SAN FRANCISCO, June 25 (Xinhua) -- Research results from University of Washington (UW) indicates that key cellular communication machinery is more regionally constrained inside the cell than was previously thought.
The findings, reported in the journal Science, overturn long-held views on a basic messaging system within living cells.
Led by John Scott, professor and chair of pharmacology at the UW School of Medicine and his colleague Donelson Smith, the researchers explain that within a cell, the precise positioning of such messaging components allows hormones, the body's chief chemical communicators, to transmit information to exact places inside the cell. And accurate and very local activation of the enzyme under their study helps assure a correct response occurs in the right place and at the right time.
"The inside of a cell is like a crowded city," according to Scott, "It is a place of construction and tearing down, goods being transported and trash being recycled, countless messages, (such as the ones we have discovered), assembly lines flowing, and packages moving. Strategically switching on signaling enzyme islands allows these biochemical activities to keep the cell alive and is important to protect against the onset of chronic diseases such as diabetes, heart disease and certain cancers."

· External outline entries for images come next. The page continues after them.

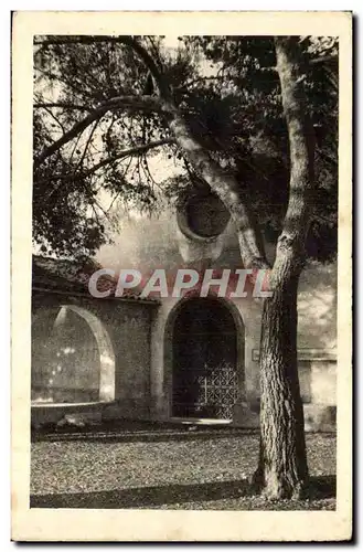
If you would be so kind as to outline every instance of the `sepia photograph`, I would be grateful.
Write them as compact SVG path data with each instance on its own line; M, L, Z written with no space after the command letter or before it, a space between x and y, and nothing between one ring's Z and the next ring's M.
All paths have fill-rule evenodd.
M121 12L108 32L64 19L29 33L26 197L13 187L30 200L29 514L338 516L339 427L351 485L351 14L335 15L343 45L313 24L118 32ZM193 540L180 531L161 540Z

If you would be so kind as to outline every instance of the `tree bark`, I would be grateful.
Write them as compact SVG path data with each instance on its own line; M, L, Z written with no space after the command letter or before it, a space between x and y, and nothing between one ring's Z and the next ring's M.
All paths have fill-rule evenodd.
M297 362L300 259L286 259L264 301L260 340L260 453L255 480L269 499L300 498L308 484Z

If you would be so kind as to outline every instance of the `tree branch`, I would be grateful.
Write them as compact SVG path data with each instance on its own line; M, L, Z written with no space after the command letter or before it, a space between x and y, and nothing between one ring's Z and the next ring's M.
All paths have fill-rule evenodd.
M56 107L53 104L53 107ZM158 98L151 96L117 96L100 104L96 109L92 110L84 119L76 123L67 132L65 132L58 140L54 141L51 146L45 148L35 159L34 168L39 167L47 157L53 155L65 144L75 138L79 132L85 130L92 123L100 119L110 109L138 109L146 112L161 110Z
M290 251L301 259L305 257L305 241L310 217L309 198L313 187L314 136L305 106L296 40L293 36L275 38L282 107L290 145L289 202L275 265L279 263L279 253L286 251Z
M253 220L246 198L241 197L241 187L236 178L227 173L214 161L203 146L192 136L183 116L174 104L171 89L147 50L134 38L125 38L125 44L140 56L156 79L162 110L169 121L175 142L184 151L185 157L222 200L236 225L241 255L246 268L268 268L263 238L256 222Z

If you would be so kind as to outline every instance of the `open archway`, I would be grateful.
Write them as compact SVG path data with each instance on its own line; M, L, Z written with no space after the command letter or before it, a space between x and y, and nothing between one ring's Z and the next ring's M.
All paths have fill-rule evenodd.
M168 320L166 352L171 416L232 420L244 394L244 325L236 307L216 297L180 301Z
M32 320L32 402L115 399L115 354L102 321L85 308L42 309Z

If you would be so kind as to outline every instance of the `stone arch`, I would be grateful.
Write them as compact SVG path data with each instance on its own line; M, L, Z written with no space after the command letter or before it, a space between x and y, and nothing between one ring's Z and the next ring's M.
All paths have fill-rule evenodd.
M35 312L32 317L33 361L34 350L36 351L38 347L36 336L33 335L34 329L41 328L41 335L43 336L43 339L51 340L54 330L57 327L61 327L62 323L64 323L67 312L72 312L73 315L76 315L76 317L79 317L82 319L82 321L88 328L89 335L92 335L92 339L94 340L96 348L99 370L98 393L97 397L89 402L110 402L115 399L116 362L113 343L104 323L95 314L90 312L86 308L76 305L62 304L60 306L46 307ZM54 340L56 340L56 336L54 337ZM32 382L34 370L35 367L32 365Z
M235 371L237 376L238 394L236 404L245 399L245 325L237 307L227 299L220 298L213 294L209 295L205 299L200 298L199 295L192 295L182 298L169 312L164 329L164 389L163 394L168 397L168 416L173 417L173 370L174 370L174 330L178 317L181 315L185 305L191 301L213 301L218 307L223 308L233 321L235 338L236 338L236 359ZM212 417L212 416L211 416Z

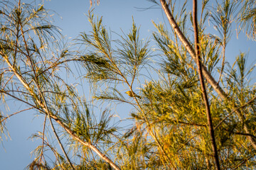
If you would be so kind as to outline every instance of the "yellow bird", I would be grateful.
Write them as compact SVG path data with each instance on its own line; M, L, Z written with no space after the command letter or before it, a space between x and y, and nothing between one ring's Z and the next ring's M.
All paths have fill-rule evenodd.
M137 95L136 94L134 93L132 93L131 91L127 91L127 92L125 92L127 94L128 94L129 96L130 97L137 97L137 98L142 98L141 96Z

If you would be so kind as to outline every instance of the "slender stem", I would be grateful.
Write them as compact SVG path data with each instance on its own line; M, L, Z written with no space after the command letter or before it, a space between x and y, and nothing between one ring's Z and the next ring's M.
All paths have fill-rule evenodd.
M4 54L0 52L0 55L2 55L4 60L6 61L6 62L7 63L8 66L9 67L9 69L11 70L14 74L16 75L16 76L18 78L18 79L21 81L21 83L24 86L24 87L31 94L31 96L36 96L36 94L34 94L33 91L30 88L30 86L28 86L28 84L26 83L26 80L23 79L23 77L20 75L16 69L12 66L12 64L11 64L11 62L9 62L9 60L8 60L8 57L6 56ZM17 98L18 99L18 98ZM46 113L48 114L47 111L48 110L46 108L46 106L41 102L41 101L39 101L38 99L36 100L38 104L39 105L40 107L42 108L43 110L41 110L39 108L37 108L39 111L43 112L43 113ZM29 105L29 103L28 103ZM78 140L80 143L82 144L84 146L88 147L89 148L90 148L91 149L92 149L97 155L99 155L100 157L101 157L103 160L105 160L105 162L107 162L107 163L109 163L111 166L116 170L119 170L120 168L115 164L110 159L109 159L106 155L105 155L102 152L101 152L95 146L94 146L93 144L90 144L90 142L87 142L81 139L80 139L80 137L78 136L77 136L74 132L73 132L68 127L67 127L63 123L63 121L60 120L57 116L52 115L50 113L50 116L53 118L61 127L63 127L64 128L64 130L69 134L70 135L70 136Z
M217 150L216 142L215 139L213 120L210 115L210 104L207 96L206 84L203 81L203 72L201 68L201 61L200 57L200 47L199 47L199 40L198 40L198 23L197 23L197 0L193 0L193 23L194 36L195 36L196 60L196 64L198 66L198 72L201 86L202 89L203 98L206 106L207 120L209 126L209 133L210 135L211 143L212 143L211 144L213 147L215 162L216 164L216 169L218 170L220 170L220 165L218 157L218 150Z
M170 9L166 2L165 0L159 0L161 4L161 6L168 18L168 20L172 26L174 32L177 34L178 37L179 38L181 42L185 46L186 49L188 50L189 54L191 55L192 58L196 60L196 52L193 48L192 47L191 45L186 39L185 35L181 32L181 29L178 28L178 24L176 23L174 16L172 16ZM226 101L233 103L232 99L230 99L228 94L222 89L222 88L219 86L217 81L213 79L212 75L209 73L207 70L206 67L202 63L202 72L204 77L207 80L207 81L212 86L213 89L218 93L220 97L222 98L223 101ZM234 106L233 109L235 109L237 106ZM235 110L235 113L238 114L241 121L244 121L245 119L245 116L242 115L242 113L239 110ZM243 123L243 128L247 133L250 133L250 128L247 125L246 122ZM252 146L255 149L256 149L256 140L253 139L252 137L247 137L248 140L250 140Z

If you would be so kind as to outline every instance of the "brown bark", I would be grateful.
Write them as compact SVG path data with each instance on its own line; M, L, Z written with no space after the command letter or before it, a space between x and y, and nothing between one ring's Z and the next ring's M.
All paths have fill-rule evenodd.
M174 28L175 33L177 34L178 37L179 38L180 40L183 43L183 45L185 46L186 49L188 50L189 54L191 55L192 58L196 60L196 52L191 45L189 43L188 40L186 39L185 35L182 33L181 29L178 28L178 24L176 23L174 16L172 16L170 9L169 8L169 6L166 2L165 0L160 0L161 6L167 16L167 18ZM207 81L212 86L213 89L218 93L219 96L223 99L223 101L228 101L231 102L232 100L229 98L226 93L222 89L222 88L219 86L219 84L217 83L217 81L213 79L213 77L211 76L211 74L209 73L209 72L207 70L206 67L202 64L202 72L207 80ZM236 106L234 106L233 108L233 110L235 110ZM236 110L235 113L238 115L240 117L240 119L241 121L245 120L244 116L242 115L241 112L239 110ZM248 125L246 124L246 123L244 123L244 130L246 133L250 133ZM247 136L247 139L250 142L252 146L255 149L256 149L256 140L253 139L252 137Z

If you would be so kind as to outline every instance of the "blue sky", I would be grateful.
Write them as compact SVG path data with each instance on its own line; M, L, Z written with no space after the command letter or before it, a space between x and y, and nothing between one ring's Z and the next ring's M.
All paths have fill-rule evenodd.
M14 1L14 0L13 0ZM28 1L22 1L27 2ZM62 33L69 42L76 38L80 32L90 30L90 23L86 15L90 10L89 0L51 0L45 1L45 8L54 11L56 13L53 16L55 26L62 29ZM140 26L142 38L150 38L151 33L155 30L152 21L158 23L166 22L164 13L159 6L154 6L148 10L142 10L154 6L154 4L146 0L101 0L100 6L95 8L94 13L103 16L103 23L112 31L122 34L128 33L132 27L132 16L136 24ZM168 26L169 27L169 26ZM115 34L112 33L114 38ZM256 54L255 42L248 41L243 35L238 40L231 40L228 46L227 57L230 61L233 61L240 51L249 52L250 62L255 61L253 54ZM0 109L4 110L2 105ZM10 106L10 113L14 109L19 109L18 102ZM23 169L31 163L31 152L40 144L41 141L31 141L28 140L30 135L41 130L41 120L34 118L34 113L25 112L12 117L7 123L11 140L4 138L0 145L0 164L1 169Z

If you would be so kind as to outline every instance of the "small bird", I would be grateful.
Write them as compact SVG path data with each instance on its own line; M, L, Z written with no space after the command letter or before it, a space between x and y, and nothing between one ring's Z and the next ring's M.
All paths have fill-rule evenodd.
M141 96L137 95L136 94L132 92L131 91L127 91L127 92L125 92L127 94L128 94L129 96L130 97L137 97L137 98L142 98Z

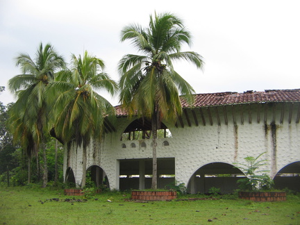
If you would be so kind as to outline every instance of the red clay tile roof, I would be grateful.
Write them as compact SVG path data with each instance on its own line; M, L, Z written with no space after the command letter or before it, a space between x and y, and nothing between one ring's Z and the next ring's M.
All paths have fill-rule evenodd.
M219 92L197 94L192 107L207 107L244 104L260 102L300 102L300 89L266 90L265 92L247 91L244 93ZM181 98L183 108L190 108L185 100ZM115 106L117 116L127 115L121 106Z

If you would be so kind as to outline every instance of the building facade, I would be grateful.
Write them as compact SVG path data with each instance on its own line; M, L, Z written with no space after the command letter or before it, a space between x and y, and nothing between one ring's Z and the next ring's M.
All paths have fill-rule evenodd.
M243 176L234 163L265 153L262 169L276 188L300 190L300 90L199 94L193 106L182 103L181 117L175 124L162 122L157 139L158 188L176 182L191 193L212 187L231 192ZM101 142L85 151L65 148L65 181L80 186L85 169L110 189L150 188L151 123L128 119L120 106L116 110Z

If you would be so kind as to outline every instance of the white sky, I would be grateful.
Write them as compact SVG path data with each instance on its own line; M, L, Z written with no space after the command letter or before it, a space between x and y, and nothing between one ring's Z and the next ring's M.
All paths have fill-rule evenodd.
M147 26L155 10L176 15L193 35L192 46L183 51L200 53L204 70L183 62L175 69L197 93L300 88L298 0L0 0L0 85L20 73L14 58L21 52L34 58L41 42L67 62L87 50L117 81L118 61L137 53L119 42L121 29ZM117 97L103 95L118 104ZM0 101L15 99L6 88Z

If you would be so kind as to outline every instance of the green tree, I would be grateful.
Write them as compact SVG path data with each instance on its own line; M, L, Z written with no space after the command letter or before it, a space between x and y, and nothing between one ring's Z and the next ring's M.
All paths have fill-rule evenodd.
M52 134L70 148L73 144L83 149L83 174L81 187L85 185L86 147L92 139L101 138L104 117L115 115L115 108L95 90L106 90L112 95L117 84L103 72L104 62L84 53L83 57L72 55L72 68L60 72L51 84L49 95L54 97Z
M174 69L173 61L188 60L202 68L201 56L194 51L181 51L191 43L191 35L183 22L169 13L150 15L149 27L125 26L121 41L131 44L143 55L127 54L119 62L120 101L129 115L148 117L153 137L152 188L157 188L156 131L162 119L175 121L182 113L179 94L193 101L194 91Z
M4 90L4 87L0 87L0 93ZM8 118L8 108L0 101L0 174L6 172L7 185L10 185L10 171L17 166L17 162L12 154L15 148L12 144L12 135L8 131L6 121Z
M28 54L20 53L16 62L22 74L8 81L9 89L18 98L10 110L10 128L15 140L20 140L28 157L37 155L38 149L43 151L42 186L46 187L48 169L44 133L47 131L49 109L45 90L54 78L55 72L65 67L65 62L51 45L43 47L42 43L34 60Z

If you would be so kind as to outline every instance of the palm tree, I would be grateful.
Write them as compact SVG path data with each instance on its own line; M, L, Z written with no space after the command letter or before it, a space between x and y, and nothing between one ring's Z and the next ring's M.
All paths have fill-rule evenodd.
M46 187L48 169L44 132L48 114L45 90L53 79L56 71L65 67L65 62L51 45L48 44L43 47L42 43L35 60L28 54L21 53L16 58L16 62L22 74L8 81L9 89L17 96L17 101L10 110L12 124L15 128L18 128L15 131L14 138L24 138L22 146L29 152L35 151L37 154L39 149L43 150L43 187ZM32 155L33 153L28 154L30 157Z
M53 96L53 131L56 138L83 149L81 187L85 185L86 147L91 140L101 138L104 117L115 114L115 108L95 90L104 90L112 95L117 83L102 72L104 62L85 51L83 57L72 55L72 68L60 73L49 89Z
M182 21L169 13L150 15L149 26L125 26L121 41L131 40L143 55L127 54L119 62L120 101L129 115L148 117L153 137L152 189L157 188L156 131L162 119L175 121L182 113L179 94L192 103L194 91L173 67L173 61L185 60L202 68L201 56L181 51L191 43L191 35Z

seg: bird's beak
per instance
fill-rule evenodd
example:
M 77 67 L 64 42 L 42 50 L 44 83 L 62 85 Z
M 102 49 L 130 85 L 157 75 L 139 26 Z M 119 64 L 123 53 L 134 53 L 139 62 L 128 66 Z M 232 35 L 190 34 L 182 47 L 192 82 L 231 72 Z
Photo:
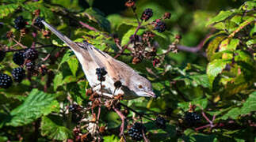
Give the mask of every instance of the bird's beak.
M 157 98 L 157 96 L 155 95 L 155 94 L 153 92 L 145 92 L 145 93 L 150 97 Z

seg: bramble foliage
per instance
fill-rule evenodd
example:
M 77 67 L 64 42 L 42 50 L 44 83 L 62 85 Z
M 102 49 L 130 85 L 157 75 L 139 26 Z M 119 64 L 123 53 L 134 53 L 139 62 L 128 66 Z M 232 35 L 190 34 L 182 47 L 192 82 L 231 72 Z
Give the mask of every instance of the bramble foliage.
M 256 140 L 254 0 L 197 10 L 206 2 L 128 0 L 122 14 L 108 16 L 94 2 L 0 2 L 0 141 Z M 215 15 L 218 6 L 234 9 Z M 44 19 L 129 65 L 158 98 L 93 92 Z M 94 72 L 105 81 L 104 68 Z

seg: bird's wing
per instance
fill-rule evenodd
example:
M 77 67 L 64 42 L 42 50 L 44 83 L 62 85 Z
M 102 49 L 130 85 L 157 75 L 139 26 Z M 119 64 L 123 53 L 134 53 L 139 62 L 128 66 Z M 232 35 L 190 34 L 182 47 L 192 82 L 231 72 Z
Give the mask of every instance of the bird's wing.
M 128 85 L 128 80 L 132 73 L 136 73 L 130 66 L 124 62 L 116 60 L 108 54 L 94 47 L 91 48 L 93 53 L 104 64 L 109 77 L 114 81 L 120 80 L 123 84 Z

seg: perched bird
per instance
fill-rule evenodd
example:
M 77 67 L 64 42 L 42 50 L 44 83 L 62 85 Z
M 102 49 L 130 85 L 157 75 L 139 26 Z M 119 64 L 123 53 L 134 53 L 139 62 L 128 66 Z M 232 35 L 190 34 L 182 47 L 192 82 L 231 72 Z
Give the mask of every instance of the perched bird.
M 99 85 L 101 81 L 97 80 L 95 73 L 96 69 L 104 68 L 107 72 L 105 81 L 101 82 L 104 95 L 113 97 L 122 94 L 125 99 L 140 96 L 156 97 L 151 82 L 125 63 L 113 58 L 86 41 L 75 43 L 44 21 L 41 22 L 70 47 L 82 65 L 90 85 L 99 94 L 101 94 Z M 121 84 L 119 88 L 114 85 L 117 82 Z

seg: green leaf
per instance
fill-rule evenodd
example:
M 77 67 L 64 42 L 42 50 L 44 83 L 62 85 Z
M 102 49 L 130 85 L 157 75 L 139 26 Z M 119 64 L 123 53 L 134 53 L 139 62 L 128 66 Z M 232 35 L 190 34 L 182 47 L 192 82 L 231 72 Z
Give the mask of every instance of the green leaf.
M 72 138 L 72 132 L 65 126 L 63 126 L 61 118 L 43 117 L 40 125 L 41 135 L 51 140 L 66 141 Z
M 73 76 L 76 76 L 76 72 L 78 69 L 78 60 L 76 58 L 75 56 L 70 58 L 67 61 L 67 64 L 72 72 Z
M 174 80 L 184 80 L 185 85 L 197 87 L 201 85 L 204 88 L 209 88 L 209 80 L 207 74 L 193 74 L 178 77 Z
M 227 50 L 235 50 L 237 46 L 239 44 L 239 42 L 240 40 L 238 39 L 231 39 L 227 45 Z
M 17 3 L 0 6 L 0 18 L 2 19 L 7 17 L 10 13 L 13 13 L 18 6 L 19 5 Z
M 208 99 L 193 99 L 192 102 L 182 102 L 178 103 L 178 107 L 181 108 L 183 110 L 188 110 L 189 109 L 189 103 L 193 105 L 199 105 L 202 107 L 202 109 L 206 108 L 208 105 Z M 201 110 L 200 107 L 197 107 L 196 110 Z
M 90 20 L 97 22 L 105 31 L 110 32 L 110 22 L 104 17 L 104 14 L 100 10 L 89 8 L 86 9 L 86 13 L 89 15 Z
M 229 60 L 216 59 L 208 64 L 206 72 L 210 82 L 210 88 L 212 88 L 215 77 L 222 72 L 229 62 L 231 62 Z
M 254 27 L 250 30 L 250 36 L 253 36 L 253 35 L 256 32 L 256 24 L 254 24 Z
M 252 111 L 256 110 L 256 92 L 251 93 L 246 101 L 243 104 L 243 106 L 235 107 L 230 110 L 225 114 L 221 119 L 227 120 L 228 118 L 235 119 L 237 117 L 242 114 L 246 114 Z
M 111 136 L 105 136 L 103 137 L 104 141 L 106 142 L 119 142 L 119 138 L 118 136 L 115 135 L 111 135 Z
M 254 45 L 256 44 L 256 39 L 250 39 L 246 42 L 246 45 L 247 46 L 252 46 L 252 45 Z
M 232 11 L 220 11 L 220 13 L 212 18 L 207 24 L 206 26 L 209 24 L 212 24 L 214 23 L 217 23 L 222 21 L 224 21 L 227 19 L 228 17 L 231 16 L 234 13 Z
M 26 2 L 25 4 L 21 4 L 21 6 L 25 9 L 31 13 L 33 13 L 36 9 L 40 10 L 40 16 L 44 17 L 45 19 L 54 20 L 54 14 L 52 11 L 45 7 L 44 3 L 41 2 Z
M 90 7 L 93 7 L 93 4 L 94 4 L 94 0 L 86 0 L 86 1 L 89 4 Z
M 256 111 L 256 92 L 249 95 L 241 108 L 241 114 L 249 114 L 251 111 Z
M 58 87 L 63 84 L 63 74 L 59 73 L 55 75 L 55 77 L 53 79 L 53 89 L 54 91 L 56 91 Z
M 25 102 L 10 112 L 6 125 L 21 126 L 29 124 L 52 111 L 59 111 L 55 95 L 32 89 Z
M 125 44 L 127 44 L 128 43 L 128 41 L 130 40 L 130 37 L 132 35 L 134 34 L 134 32 L 136 32 L 136 28 L 132 28 L 131 29 L 129 29 L 123 36 L 122 38 L 122 41 L 121 41 L 121 46 L 124 46 Z M 136 35 L 141 35 L 143 33 L 145 30 L 144 29 L 139 29 L 137 32 Z
M 219 48 L 220 43 L 223 41 L 224 38 L 225 36 L 217 36 L 208 44 L 206 50 L 206 54 L 207 58 L 209 61 L 212 61 L 213 59 L 215 59 L 213 58 L 213 55 L 216 54 L 216 50 Z

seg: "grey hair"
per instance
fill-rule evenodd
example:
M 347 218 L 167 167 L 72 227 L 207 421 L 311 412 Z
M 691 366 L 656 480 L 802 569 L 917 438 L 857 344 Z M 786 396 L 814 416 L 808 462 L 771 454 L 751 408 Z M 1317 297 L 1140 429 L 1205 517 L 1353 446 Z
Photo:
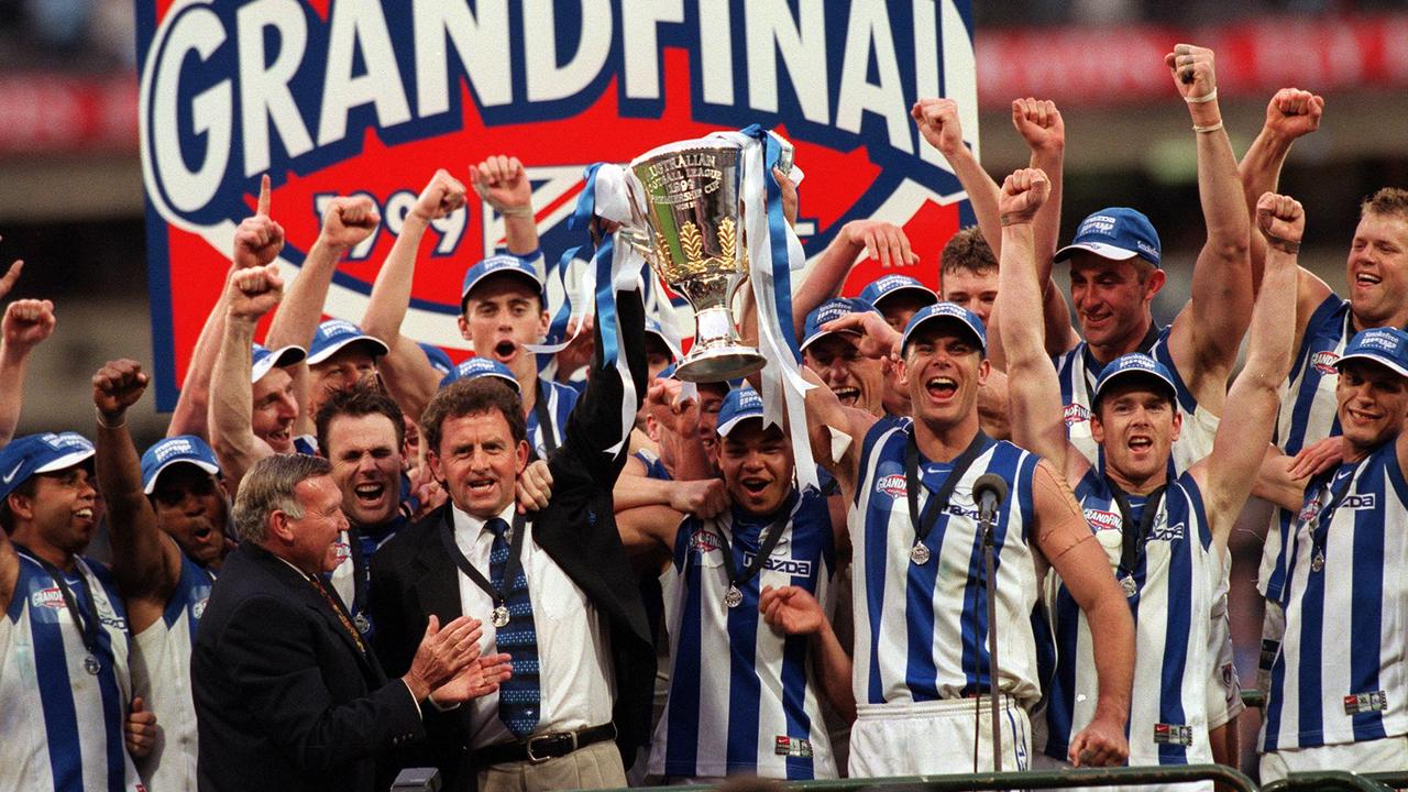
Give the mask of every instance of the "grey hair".
M 239 482 L 235 495 L 235 527 L 239 537 L 255 544 L 268 540 L 269 514 L 283 512 L 294 520 L 303 519 L 303 505 L 293 488 L 298 482 L 332 472 L 322 457 L 306 454 L 275 454 L 255 462 Z

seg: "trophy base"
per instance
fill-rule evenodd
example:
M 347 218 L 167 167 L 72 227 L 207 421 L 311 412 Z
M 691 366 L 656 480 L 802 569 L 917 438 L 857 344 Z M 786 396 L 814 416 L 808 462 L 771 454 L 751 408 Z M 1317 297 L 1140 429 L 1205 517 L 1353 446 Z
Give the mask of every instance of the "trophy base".
M 714 347 L 691 349 L 674 369 L 674 378 L 684 382 L 725 382 L 763 369 L 767 361 L 749 347 Z

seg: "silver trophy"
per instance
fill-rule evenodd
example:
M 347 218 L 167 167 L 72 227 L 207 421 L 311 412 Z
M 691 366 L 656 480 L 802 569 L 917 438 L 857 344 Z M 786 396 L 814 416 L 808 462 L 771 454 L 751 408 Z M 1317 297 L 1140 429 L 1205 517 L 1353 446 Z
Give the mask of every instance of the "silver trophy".
M 729 141 L 704 138 L 648 151 L 629 166 L 636 217 L 622 234 L 694 309 L 694 345 L 674 373 L 686 382 L 748 376 L 766 362 L 739 342 L 732 311 L 748 280 L 741 155 Z

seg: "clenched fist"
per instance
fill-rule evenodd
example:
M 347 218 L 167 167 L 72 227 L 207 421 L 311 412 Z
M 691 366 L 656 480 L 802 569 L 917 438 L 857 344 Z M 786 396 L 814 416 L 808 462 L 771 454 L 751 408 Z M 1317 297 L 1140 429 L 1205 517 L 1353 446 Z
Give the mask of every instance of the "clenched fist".
M 270 264 L 232 273 L 225 296 L 231 318 L 259 321 L 283 299 L 283 278 L 279 275 L 279 266 Z
M 959 124 L 959 104 L 952 99 L 921 99 L 910 109 L 919 125 L 919 134 L 943 156 L 963 148 L 963 127 Z
M 322 210 L 320 238 L 332 249 L 345 251 L 370 237 L 382 224 L 382 214 L 366 196 L 341 196 Z
M 997 197 L 997 211 L 1002 225 L 1031 223 L 1036 210 L 1046 203 L 1050 182 L 1041 168 L 1022 168 L 1002 180 L 1002 193 Z
M 1300 252 L 1305 234 L 1305 210 L 1290 196 L 1262 193 L 1256 200 L 1256 227 L 1266 244 L 1288 254 Z
M 49 300 L 15 300 L 4 310 L 0 320 L 0 335 L 4 345 L 14 351 L 37 347 L 54 334 L 54 303 Z
M 93 375 L 93 406 L 103 417 L 117 420 L 142 397 L 149 380 L 137 361 L 108 361 Z
M 411 214 L 429 223 L 451 214 L 462 206 L 465 206 L 465 183 L 451 176 L 449 171 L 441 168 L 431 176 L 429 183 L 421 190 L 420 197 L 415 199 Z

Advances in electron microscopy and native mass spectrometry enabled the researchers to determine that a critical component of the signaling system, anchored protein kinase A, remains intact during activation. Parts of the molecule are flexible, allowing it to both contract and stretch, with floppy arms that can reach out to find appropriate targets. Still, where the molecule performs its act, space is tight. And the distance is about the width of two proteins inside the cell.
"We realize that in designing drugs to reach such targets that they will have to work within very narrow confines," Scott was quoted as saying in a news release.
One of his research group's goals is figuring out how to deliver precision drugs for cancer and other serious diseases to the right address within this teeming cytoplasmic metropolis.
"Insulating the signal so that the drug effect can't happen elsewhere in the cell is an equally important aspect of drug development because it could greatly reduce side effects," Scott said.
The group is collaborating with cancer researchers to better understand the molecular causes and possible future treatments for a certain liver malignancy. This particular liver cancer arises from a mutation that produces an abnormal form of the enzyme that is the topic of this current work, protein kinase A, and alters the enzyme's role in cell signaling.